Transfemoral Prostheses

Transfemoral amputations may be added to modular or exoskeletal systems. Modular transfemoral prostheses are an obvious illustration of the advancements gained in prosthetics. The fitting of prosthetic sockets, socket materials, and industrially constructed prosthetic components have all seen significant advancements. The use of thermoplastic materials and lamination resins to make transfemoral sockets has gradually superseded the usage of wood.


The design and manufacture of sockets can be done with the aid of a computer. Using specialised software, an optimistic model is created based on measurements of the patient’s residual limb. Making a socket for thermoplastic testing requires this.

Numerous new prototypes have been added to the extensive range of knee joints, prosthetic feet, and adapters. Modules are utilised in particular for senior patients to meet their needs with a high level of stability and comfort.


Flexibility during the stationary face and management of the range of motion during the swing operation are additional requirements that the various knee joints must satisfy. Today, electronic regulators assist users in walking by varying resistance at various rates, while hydraulic stance face controls assist users in moving downstairs step by step.

The residual limb function, therapy goals, patient profile, and fitting experience all play a role in determining which knee joint goes in the prosthetic foot. The foam coating on the modular prosthesis gives it a primarily natural appearance. The opposite leg’s contour is developed specifically for it.

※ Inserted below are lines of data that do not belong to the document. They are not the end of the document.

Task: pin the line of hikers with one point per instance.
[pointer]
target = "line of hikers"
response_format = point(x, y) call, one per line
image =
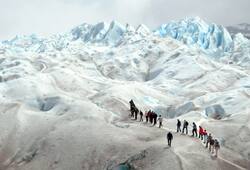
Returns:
point(151, 116)
point(208, 140)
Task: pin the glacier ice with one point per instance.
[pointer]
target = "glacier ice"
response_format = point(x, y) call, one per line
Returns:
point(196, 31)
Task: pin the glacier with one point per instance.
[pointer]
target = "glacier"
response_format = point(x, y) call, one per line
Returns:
point(64, 98)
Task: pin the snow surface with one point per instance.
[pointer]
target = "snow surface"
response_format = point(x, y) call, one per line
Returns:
point(64, 99)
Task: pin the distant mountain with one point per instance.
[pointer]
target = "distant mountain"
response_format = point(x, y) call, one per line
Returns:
point(243, 28)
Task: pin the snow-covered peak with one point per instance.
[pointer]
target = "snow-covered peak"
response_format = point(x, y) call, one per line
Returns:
point(196, 31)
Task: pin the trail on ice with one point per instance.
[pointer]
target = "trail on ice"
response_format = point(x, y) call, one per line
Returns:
point(219, 157)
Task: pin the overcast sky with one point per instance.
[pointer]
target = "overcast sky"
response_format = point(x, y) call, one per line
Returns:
point(45, 17)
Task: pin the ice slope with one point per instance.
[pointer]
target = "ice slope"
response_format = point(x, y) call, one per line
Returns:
point(195, 31)
point(66, 107)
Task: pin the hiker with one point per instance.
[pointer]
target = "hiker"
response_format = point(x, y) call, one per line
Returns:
point(194, 131)
point(155, 118)
point(185, 126)
point(211, 146)
point(178, 125)
point(132, 112)
point(209, 138)
point(150, 115)
point(201, 132)
point(216, 147)
point(160, 121)
point(205, 136)
point(141, 115)
point(136, 112)
point(170, 138)
point(146, 114)
point(132, 104)
point(132, 107)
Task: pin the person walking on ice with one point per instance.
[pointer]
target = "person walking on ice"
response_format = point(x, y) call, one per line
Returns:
point(194, 131)
point(170, 138)
point(201, 132)
point(205, 136)
point(216, 147)
point(185, 126)
point(160, 121)
point(178, 125)
point(141, 115)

Many youthful, active patients entirely remove the aesthetic covering in favour of the prosthesis’ sporting appearance. With the aid of properly modified prostheses, they are able to achieve exceptional results in handicapped sports.

This has demonstrated success following surgical recovery. The thermoplastic pre-shaped socket is directly shrunk into the shapes of the residual limb by the application of hot air.

Before the final prosthesis is created, an interim prosthesis is worn. Additionally helped is the choice of the necessary definitive prosthesis.

The adoption of tilting socket design is frequently the only option for treating very short transfemoral residual limbs. A lock secures a hip joint to the prosthetic socket distally. For sitting, this can be deactivated.